Les Loups et le Troupeau Éliphas Lévi (1810 - 1875)

Un troupeau s'était égaré
Dans un défilé de montagnes ;
Les loups chassés loin des campagnes
Rôdaient dans ce lieu retiré.
Ils cernent le troupeau sans guide ;
Aussitôt du peuple timide
Tous les citoyens entassés,
Et dans un seul faisceau l'un par l'autre pressés,
Se mirent à bêler d'un ton si lamentable,
Que le bruit des gémissements
Couvrit celui des hurlements.
Le bruit fait peur a tout coupable.
Dans les échos de tant de voix,
Les loups crurent des chiens distinguer les abois.
Surpris d'abord ils s'arrêtèrent,
Puis les cris grandissant toujours,
Craignant qu'on ne vînt au secours,
L'un après l'autre ils désertèrent.
Ces moutons étaient Polonais,
Si j'en crois la récente histoire.
Tout un peuple à genoux pleure au nom de sa gloire,
Au pied de ses autels qu'il n'oubliera jamais.

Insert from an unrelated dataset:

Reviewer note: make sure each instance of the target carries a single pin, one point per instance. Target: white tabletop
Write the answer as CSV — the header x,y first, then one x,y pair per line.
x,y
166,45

Or, on n'égorge pas un peuple entier qui prie
Pour réclamer une patrie,
Fût-on Russe ou Kalmouck, fût-on lâche ou pervers ;
Le bruit de cette boucherie
Ebranlerait tout l'univers !

Livre V, fable 19


Symbole des fables 18 et 19 :

Obéir à la loi, aller au-devant du devoir, mais ne souffrir jamais la servitude. La mort des martyrs a été sublime parce qu’on voulait violenter leur conscience. On ne renonce pas à ses croyances, à ses affections, à ses habitudes nationales, parce qu’un maître impérieux l’exige. On peut se taire devant l’oppression, on peut renoncer à la résistance armée, mais alors on prie et l’on meurt en embrassant l’autel de la patrie.